Effect on Life Quality of Native Valve Pathology After Aortic Valve Replacement in Early Term
Hüseyin Kuplay, Sevinç Bayer Erdoğan, Mehmet Erin Tüysüz, Murat Sargın, Hüseyin Kuplay, Gökçen Orhan, Serap Aykut Aka
Anahtar Kelimeler: Aort darlığı, aort yetmezliği, aort kapak replasmanı, yaşam kalitesi.
Özet
Giriş: Aort kapak replasmanı (AVR) sonrası sağkalımı etkileyen çok çeşitli faktörler belirlenmişse de operasyon sonrası yaşam kalitesini etkileyen faktörler hakkında bilgimiz fazla değildir. Bunun yanı sıra yaşam kalitesini kantitatif olarak değerlendirmek oldukça zordur. Biz bu çalışmamızda AVR yapılan hastalarda, aort patolojilerinin farklılığının postoperatif erken dönemde yaşam kalitesi üzerine etkisinin olup olmadığını araştırdık. Hastalar ve Yöntem: Çalışmamıza Aralık 2007-Ocak 2009 tarihleri arasında Dr. Siyami Ersek Göğüs ve Kalp Damar Cerrahisi Merkezinde izole AVR operasyonu yapılan 25 hasta dahil edildi. Bu hastalar aort kapak patolojisine göre yetmezlik ve stenoz grubu olarak ikiye ayrıldı. Hastaların ameliyat öncesi ve ameliyattan sonra üçüncü aydaki ekokardiyografileri değerlendirildi.
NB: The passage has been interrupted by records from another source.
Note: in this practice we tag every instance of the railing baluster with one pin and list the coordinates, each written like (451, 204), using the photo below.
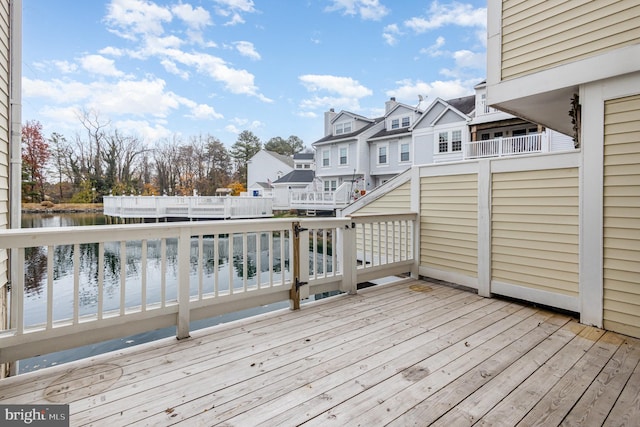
(143, 281)
(216, 265)
(200, 267)
(50, 253)
(76, 282)
(163, 277)
(123, 275)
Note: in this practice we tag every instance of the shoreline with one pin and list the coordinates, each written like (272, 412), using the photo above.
(62, 208)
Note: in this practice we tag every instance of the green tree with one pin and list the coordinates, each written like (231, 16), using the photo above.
(286, 147)
(35, 154)
(246, 146)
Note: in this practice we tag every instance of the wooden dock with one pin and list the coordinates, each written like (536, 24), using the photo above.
(401, 354)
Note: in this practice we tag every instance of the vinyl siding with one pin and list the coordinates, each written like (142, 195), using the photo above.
(4, 131)
(540, 34)
(396, 200)
(622, 216)
(449, 223)
(534, 229)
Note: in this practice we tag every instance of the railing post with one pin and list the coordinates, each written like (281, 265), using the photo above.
(184, 258)
(348, 260)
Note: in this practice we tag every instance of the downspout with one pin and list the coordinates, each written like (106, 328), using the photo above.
(15, 139)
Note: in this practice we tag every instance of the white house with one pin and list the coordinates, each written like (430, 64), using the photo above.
(266, 167)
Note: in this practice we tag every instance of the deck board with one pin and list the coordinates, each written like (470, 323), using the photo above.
(401, 354)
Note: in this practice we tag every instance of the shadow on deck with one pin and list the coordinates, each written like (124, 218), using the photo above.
(405, 353)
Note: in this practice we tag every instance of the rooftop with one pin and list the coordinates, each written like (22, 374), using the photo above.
(404, 353)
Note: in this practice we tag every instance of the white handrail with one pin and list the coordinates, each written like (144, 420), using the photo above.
(192, 285)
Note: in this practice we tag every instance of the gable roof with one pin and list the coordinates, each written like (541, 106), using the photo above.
(333, 138)
(288, 160)
(297, 176)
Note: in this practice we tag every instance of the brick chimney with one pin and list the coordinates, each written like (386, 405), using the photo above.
(328, 117)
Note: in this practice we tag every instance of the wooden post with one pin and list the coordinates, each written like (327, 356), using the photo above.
(294, 293)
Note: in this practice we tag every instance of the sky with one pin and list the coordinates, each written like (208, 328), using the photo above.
(166, 69)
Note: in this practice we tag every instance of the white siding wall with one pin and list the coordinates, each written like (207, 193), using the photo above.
(541, 34)
(621, 220)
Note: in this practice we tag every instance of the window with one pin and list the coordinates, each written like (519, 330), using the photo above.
(343, 156)
(330, 185)
(404, 152)
(341, 128)
(456, 140)
(443, 142)
(382, 154)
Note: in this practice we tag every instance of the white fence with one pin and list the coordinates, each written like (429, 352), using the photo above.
(267, 262)
(187, 207)
(498, 147)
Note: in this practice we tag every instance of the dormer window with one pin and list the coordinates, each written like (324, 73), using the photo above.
(342, 128)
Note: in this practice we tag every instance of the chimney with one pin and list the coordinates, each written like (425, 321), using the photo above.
(328, 117)
(388, 106)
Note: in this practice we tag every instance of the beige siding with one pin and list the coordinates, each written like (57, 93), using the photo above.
(534, 228)
(449, 223)
(541, 34)
(4, 130)
(622, 216)
(396, 200)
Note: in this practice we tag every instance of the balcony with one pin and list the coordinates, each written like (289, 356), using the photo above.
(188, 207)
(510, 146)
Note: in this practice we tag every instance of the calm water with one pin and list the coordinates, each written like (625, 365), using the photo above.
(35, 284)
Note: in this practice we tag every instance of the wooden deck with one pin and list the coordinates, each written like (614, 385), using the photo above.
(408, 353)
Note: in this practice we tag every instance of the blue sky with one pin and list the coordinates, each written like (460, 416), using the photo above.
(179, 68)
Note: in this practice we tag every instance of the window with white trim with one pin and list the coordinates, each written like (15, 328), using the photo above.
(383, 158)
(330, 185)
(342, 128)
(404, 152)
(443, 142)
(344, 158)
(456, 140)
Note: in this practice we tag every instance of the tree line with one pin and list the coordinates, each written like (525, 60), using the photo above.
(100, 160)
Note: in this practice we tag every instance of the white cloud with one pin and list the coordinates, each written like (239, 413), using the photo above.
(389, 34)
(98, 64)
(137, 17)
(172, 68)
(345, 86)
(468, 59)
(439, 15)
(65, 67)
(434, 49)
(234, 9)
(367, 9)
(194, 18)
(204, 112)
(247, 49)
(408, 90)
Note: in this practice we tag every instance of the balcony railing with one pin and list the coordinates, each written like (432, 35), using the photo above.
(187, 207)
(510, 146)
(269, 261)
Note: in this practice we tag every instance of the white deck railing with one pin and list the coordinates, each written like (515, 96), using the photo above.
(327, 200)
(188, 207)
(192, 282)
(498, 147)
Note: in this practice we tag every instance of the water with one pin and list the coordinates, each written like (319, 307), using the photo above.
(35, 283)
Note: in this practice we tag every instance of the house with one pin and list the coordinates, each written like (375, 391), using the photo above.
(587, 63)
(301, 178)
(559, 228)
(266, 167)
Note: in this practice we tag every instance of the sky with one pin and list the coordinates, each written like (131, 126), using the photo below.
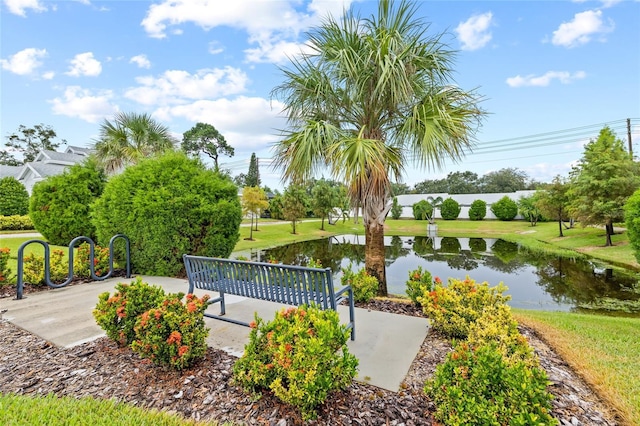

Yaşam kalitesi ölçeği olarak Kısa Form-36 (SF-36) kullanıldı. SF-36 yaşam kalite testi tüm hastalarda postoperatif üçüncü ayda yapıldı. Bulgular: Hastalara yapılan SF-36 yaşam kalite testi sonuçları istatistiksel olarak incelendiğinde hem aort darlığı hem de aort yetmezliği grubunda fiziksel fonksiyon, genel sağlık, vitalite, fiziksel ve emosyonel sorunlara bağlı rol güçlüğü ve mental sağlık açısından operasyon sonrası anlamlı olarak düzelme olduğu görüldü. Ancak fiziksel fonksiyon, rol güçlüğü (fiziksel ve emosyonel), ağrı, genel sağlık, vitalite, sosyal fonksiyon, mental sağlık açısından hem preoperatif hem de postoperatif verilerin karşılaştırılmasında aort yetmezlik ve aort stenozlu hastalar arasında bir fark bulunamamıştır. Sonuç: Çalışmamızda AVR yapılan hastalarda postoperatif erken dönemde yaşam kalitesi üzerine sekiz parametrenin tamamında iyileşme görülmüş olup, preoperatif patoloji aort yetmezliği veya aort stenozu olan hastalar arasında herhangi bir fark bulunamamıştır.